While the deal has been expected since March, the AT&T-Lumen acquisition should have a significant impact on both companies’ strategies. It helps AT&T compete with the likes of Charter, Comcast, Verizon and T-Mobile – some of which have made or are planning acquisitions to add fiber. AT&T increased its goal of reaching 50 million U.S. locations with fiber by 2030 to 60 million locations with the Lumen acquisition.
Following the sale of its fibre business, Lumen will concentrate on the enterprise market, including building AI infrastructure.
“We’re leading the race to connect more Americans with fiber, the best broadband connectivity technology available,” AT&T CEO John Stankey said in a prepared statement. “This deal with Lumen represents a significant investment in U.S. connectivity infrastructure that will create jobs and spur economic activity in numerous regions and major metro areas across 11 states. As we advance our fiber build, we’ll serve more communities with world-class connectivity and expect to roughly double where AT&T Fiber is available by the end of 2030.”
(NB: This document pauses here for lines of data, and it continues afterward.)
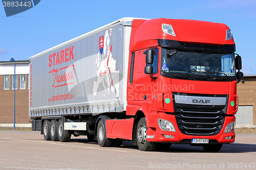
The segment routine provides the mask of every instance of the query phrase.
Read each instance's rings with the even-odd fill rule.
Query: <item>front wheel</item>
[[[156,147],[155,142],[146,140],[146,122],[145,117],[141,118],[138,124],[137,128],[137,143],[141,151],[154,151]]]
[[[222,144],[207,144],[203,145],[204,150],[206,152],[218,152],[222,147]]]

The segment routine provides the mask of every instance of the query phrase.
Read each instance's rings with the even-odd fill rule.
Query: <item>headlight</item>
[[[226,40],[228,40],[229,39],[233,38],[233,34],[232,34],[232,31],[231,30],[227,30],[227,36],[226,37]]]
[[[171,25],[163,23],[162,25],[162,30],[163,30],[164,33],[173,35],[174,36],[176,36]]]
[[[176,132],[174,125],[169,121],[158,119],[158,126],[159,126],[159,127],[162,130]]]
[[[227,124],[225,128],[224,133],[233,132],[234,131],[235,122],[233,122]]]

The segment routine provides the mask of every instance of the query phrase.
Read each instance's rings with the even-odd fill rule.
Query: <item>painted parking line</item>
[[[13,138],[6,138],[6,137],[0,137],[0,138],[5,139],[10,139],[10,140],[31,141],[31,142],[39,142],[39,143],[45,143],[52,144],[60,145],[62,145],[62,146],[84,148],[96,149],[96,150],[103,150],[103,151],[109,151],[130,153],[130,152],[124,151],[115,150],[111,150],[111,149],[103,149],[103,148],[97,148],[89,147],[78,146],[78,145],[75,145],[65,144],[62,144],[62,143],[53,143],[53,142],[43,141],[36,141],[36,140],[25,140],[25,139],[13,139]]]

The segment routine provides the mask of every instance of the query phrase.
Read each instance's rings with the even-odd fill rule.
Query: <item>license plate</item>
[[[192,139],[191,142],[193,143],[208,143],[209,139]]]

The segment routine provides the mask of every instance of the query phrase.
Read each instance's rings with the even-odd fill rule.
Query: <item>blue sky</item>
[[[0,7],[0,61],[27,60],[122,17],[167,18],[224,23],[232,30],[242,71],[256,75],[256,1],[41,0],[7,17]]]

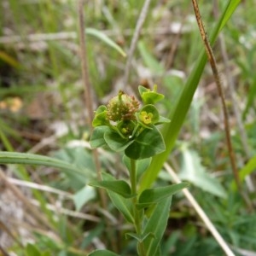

The deal frees Lumen pivot from selling residential services to focus on B2B sales. Lumen executives see the enterprise as an $80 billion-plus TAM. Lumen claims recent contracts with cloud hyperscalers total $8.5 billion.
“We've got three major priorities: driving operational excellence, building the backbone for AI and cloudifying telco. And we've got programs under each of those,” Lumen CEO Kate Johnson said during a call with investors last Friday to discuss the AT&T deal. “This newfound financial freedom, in some cases, allows us to go faster. In other cases, you can only go so fast as you can dig the holes from a construction perspective. With that flexibility, I think what's really new here is we have radical clarity from a strategic perspective, and we're now able to really start to measure the return on dollars invested with great precision against something that really matters. And so we're excited about that.”
The deal is expected to close by mid-2026 and will enable AT&T to expand into Denver, Las Vegas, Minneapolis-St. Paul, Orlando, Phoenix, Portland, Salt Lake City, Seattle and other areas.
The sale continues a pattern of Lumen selling off assets over the past few years. Lumen sold its Latin American business to investment firm Stonepeak for $2.7 billion in 2021, its ILEC business to Apollo Global Management in 2022 and its EMEA business to Colt Technology Services for $1.8 billion in late 2023.